C’est une grande fierté et un honneur car ce trophée encourage des vocations et promeut la mixité dans les métiers. En tant que femme, il faut toujours redoubler d’efforts, faire ses preuves, se montrer rassurante. De plus, le métier n’est pas toujours facile : il est assez physique, vous travaillez à l’extérieur par n’importe quel temps … Mais ce prix Madame Artisanat montre à toutes les jeunes femmes qu’il est tout à fait possible d’entrer dans ces métiers et qu’il faut arrêter de se mettre des freins.

 

Avez-vous rencontré des obstacles en tant que femme paysagiste ?

Lorsque j’étais en apprentissage, j’étais intimidée et j’ai reçu quelques remarques un peu lourdes. Même si cela peut parfois être un peu plus compliqué pour trouver un stage quand on est une femme, je trouve que les mentalités ont beaucoup évolué. Dans mon entreprise, mon équipe est essentiellement masculine et cela se passe très bien. Côté client, si un homme est gêné de travailler avec moi parce que je suis une femme, il peut se tourner vers d’autres entreprises mais cela ne m’est pas arrivé. Et puis la plupart des demandes d’espaces et de jardin émanent de clientes !

 

Quels conseils pourriez-vous donner aux femmes qui veulent se lancer dans le métier, et pourquoi pas comme vous, créer leur entreprise ?

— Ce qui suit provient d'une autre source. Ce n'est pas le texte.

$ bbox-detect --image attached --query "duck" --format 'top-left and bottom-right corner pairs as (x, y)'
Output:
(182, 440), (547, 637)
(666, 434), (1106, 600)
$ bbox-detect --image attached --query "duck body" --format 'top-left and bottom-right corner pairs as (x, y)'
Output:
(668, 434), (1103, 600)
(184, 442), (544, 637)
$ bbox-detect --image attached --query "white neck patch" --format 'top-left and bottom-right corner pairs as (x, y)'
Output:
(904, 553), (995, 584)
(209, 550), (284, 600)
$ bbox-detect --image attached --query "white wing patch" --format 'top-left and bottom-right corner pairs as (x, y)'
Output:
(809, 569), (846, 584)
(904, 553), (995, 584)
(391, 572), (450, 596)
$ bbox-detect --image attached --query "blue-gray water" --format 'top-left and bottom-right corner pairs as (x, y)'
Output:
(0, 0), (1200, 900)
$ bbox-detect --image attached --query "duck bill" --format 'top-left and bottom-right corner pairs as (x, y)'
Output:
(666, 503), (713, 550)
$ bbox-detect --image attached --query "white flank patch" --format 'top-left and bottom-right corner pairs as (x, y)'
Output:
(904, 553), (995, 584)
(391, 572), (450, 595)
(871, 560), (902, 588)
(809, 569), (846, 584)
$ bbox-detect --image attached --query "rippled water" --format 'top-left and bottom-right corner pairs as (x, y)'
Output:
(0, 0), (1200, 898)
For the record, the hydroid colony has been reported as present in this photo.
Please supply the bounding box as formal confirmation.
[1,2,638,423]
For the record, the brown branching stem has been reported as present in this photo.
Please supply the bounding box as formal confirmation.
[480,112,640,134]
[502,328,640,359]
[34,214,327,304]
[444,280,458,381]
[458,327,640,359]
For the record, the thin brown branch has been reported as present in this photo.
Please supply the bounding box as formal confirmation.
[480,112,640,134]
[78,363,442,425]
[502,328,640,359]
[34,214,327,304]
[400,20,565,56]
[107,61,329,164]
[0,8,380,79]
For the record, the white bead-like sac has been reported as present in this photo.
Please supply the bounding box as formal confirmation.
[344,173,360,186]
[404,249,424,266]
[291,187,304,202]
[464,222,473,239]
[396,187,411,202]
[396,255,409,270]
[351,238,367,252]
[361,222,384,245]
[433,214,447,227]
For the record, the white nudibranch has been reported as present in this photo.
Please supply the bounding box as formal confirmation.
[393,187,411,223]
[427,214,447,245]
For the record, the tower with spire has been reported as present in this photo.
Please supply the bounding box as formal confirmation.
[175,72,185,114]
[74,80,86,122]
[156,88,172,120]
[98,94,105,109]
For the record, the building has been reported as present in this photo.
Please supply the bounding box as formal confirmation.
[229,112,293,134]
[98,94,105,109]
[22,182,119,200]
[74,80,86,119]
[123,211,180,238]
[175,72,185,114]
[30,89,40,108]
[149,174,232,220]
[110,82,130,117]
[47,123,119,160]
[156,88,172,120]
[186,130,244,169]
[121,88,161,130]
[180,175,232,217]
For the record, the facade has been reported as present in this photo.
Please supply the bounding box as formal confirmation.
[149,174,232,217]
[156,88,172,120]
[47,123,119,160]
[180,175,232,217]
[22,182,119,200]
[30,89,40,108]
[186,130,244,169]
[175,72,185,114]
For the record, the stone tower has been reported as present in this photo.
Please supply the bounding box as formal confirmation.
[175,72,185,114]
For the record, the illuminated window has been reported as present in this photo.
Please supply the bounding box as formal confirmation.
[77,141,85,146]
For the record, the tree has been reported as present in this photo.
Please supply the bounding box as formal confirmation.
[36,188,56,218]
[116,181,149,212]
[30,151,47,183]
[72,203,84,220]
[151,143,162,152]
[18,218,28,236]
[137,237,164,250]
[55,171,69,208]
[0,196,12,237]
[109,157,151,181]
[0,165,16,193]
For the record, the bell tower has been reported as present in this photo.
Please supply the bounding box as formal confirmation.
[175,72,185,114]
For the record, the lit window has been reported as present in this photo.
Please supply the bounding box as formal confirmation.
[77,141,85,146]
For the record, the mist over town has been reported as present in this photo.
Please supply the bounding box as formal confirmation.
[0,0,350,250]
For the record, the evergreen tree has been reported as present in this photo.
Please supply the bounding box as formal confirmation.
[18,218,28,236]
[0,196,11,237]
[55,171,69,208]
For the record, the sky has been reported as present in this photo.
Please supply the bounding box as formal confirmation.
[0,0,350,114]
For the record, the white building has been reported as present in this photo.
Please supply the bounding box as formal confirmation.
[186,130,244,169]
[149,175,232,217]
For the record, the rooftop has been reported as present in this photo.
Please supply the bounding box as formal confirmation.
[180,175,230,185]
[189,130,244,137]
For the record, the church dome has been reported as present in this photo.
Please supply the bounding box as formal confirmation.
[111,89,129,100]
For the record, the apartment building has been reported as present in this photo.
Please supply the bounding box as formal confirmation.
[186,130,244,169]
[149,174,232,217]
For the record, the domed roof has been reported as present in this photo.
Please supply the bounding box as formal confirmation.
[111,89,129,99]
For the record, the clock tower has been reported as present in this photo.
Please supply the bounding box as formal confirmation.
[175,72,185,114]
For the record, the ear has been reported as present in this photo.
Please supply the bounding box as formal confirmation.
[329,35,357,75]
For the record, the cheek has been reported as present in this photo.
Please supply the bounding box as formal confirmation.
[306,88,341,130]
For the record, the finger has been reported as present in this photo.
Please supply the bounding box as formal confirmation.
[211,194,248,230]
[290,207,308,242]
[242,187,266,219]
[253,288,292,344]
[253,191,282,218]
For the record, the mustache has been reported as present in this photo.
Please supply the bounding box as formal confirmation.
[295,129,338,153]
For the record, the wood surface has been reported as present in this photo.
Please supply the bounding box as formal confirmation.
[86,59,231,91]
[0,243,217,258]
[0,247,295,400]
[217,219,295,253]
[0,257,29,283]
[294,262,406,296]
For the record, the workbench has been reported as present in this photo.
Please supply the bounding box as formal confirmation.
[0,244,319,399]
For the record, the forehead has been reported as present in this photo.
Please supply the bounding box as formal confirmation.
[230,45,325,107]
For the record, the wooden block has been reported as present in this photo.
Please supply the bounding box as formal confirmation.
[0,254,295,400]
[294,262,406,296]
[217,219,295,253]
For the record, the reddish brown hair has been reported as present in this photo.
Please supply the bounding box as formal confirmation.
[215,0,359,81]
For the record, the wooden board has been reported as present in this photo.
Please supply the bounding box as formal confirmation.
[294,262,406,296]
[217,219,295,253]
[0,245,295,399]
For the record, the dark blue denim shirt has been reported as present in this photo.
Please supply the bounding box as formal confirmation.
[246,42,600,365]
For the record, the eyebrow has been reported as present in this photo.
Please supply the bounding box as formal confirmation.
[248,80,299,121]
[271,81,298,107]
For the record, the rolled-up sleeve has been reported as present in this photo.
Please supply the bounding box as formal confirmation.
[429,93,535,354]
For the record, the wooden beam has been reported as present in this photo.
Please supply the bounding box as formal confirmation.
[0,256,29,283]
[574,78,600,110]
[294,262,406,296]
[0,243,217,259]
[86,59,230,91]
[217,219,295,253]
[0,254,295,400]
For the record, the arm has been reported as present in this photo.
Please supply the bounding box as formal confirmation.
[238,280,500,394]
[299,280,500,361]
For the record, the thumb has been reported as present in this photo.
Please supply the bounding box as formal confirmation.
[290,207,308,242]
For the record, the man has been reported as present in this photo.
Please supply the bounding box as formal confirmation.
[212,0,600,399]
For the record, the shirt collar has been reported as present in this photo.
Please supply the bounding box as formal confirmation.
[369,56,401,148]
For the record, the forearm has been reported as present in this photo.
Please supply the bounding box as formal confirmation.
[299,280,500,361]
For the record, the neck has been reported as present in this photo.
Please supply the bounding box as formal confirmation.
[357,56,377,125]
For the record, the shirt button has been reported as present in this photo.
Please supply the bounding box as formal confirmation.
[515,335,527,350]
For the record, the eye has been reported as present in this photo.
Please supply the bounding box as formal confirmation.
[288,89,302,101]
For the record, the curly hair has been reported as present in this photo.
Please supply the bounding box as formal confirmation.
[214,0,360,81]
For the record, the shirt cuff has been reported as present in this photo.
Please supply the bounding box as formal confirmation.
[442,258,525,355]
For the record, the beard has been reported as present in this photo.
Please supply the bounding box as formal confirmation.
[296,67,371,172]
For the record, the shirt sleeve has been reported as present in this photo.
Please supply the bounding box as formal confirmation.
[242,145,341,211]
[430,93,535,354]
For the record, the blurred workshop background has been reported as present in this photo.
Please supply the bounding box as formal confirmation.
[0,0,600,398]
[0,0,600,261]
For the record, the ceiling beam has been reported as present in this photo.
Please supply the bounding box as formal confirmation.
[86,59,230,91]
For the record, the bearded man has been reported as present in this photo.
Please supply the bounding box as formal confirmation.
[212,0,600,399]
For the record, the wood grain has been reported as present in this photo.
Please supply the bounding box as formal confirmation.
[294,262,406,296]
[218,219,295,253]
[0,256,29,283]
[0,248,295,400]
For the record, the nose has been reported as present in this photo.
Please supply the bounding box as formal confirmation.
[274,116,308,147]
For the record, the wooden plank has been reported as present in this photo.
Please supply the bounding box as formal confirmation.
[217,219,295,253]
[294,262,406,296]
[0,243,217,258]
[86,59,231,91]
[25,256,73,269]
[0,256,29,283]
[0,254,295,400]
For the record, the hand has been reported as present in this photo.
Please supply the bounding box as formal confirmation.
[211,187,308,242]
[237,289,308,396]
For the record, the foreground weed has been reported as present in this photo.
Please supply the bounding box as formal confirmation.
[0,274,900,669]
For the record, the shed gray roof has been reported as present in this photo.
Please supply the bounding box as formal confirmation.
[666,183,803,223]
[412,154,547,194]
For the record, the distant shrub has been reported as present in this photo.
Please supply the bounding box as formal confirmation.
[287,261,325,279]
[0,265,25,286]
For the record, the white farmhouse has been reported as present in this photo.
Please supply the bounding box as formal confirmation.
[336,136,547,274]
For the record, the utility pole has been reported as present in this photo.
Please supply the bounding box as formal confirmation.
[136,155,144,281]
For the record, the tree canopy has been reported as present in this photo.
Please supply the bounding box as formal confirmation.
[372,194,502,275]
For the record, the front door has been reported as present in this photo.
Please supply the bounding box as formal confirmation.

Qu’elles tentent l’expérience ! De plus en plus de femmes sont séduites par ce métier très épanouissant, riche en rencontres. Bien sûr, lorsque vous créez votre entreprise, les tâches administratives peuvent devenir très vite chronophages. Cela peut être frustrant car vous êtes moins sur le terrain ; il faut donc arriver à s’organiser pour ne pas perdre le goût du métier. Je ne regrette aucun de mes choix et je souhaite vivement que mon expérience suscitera de nouvelles vocations.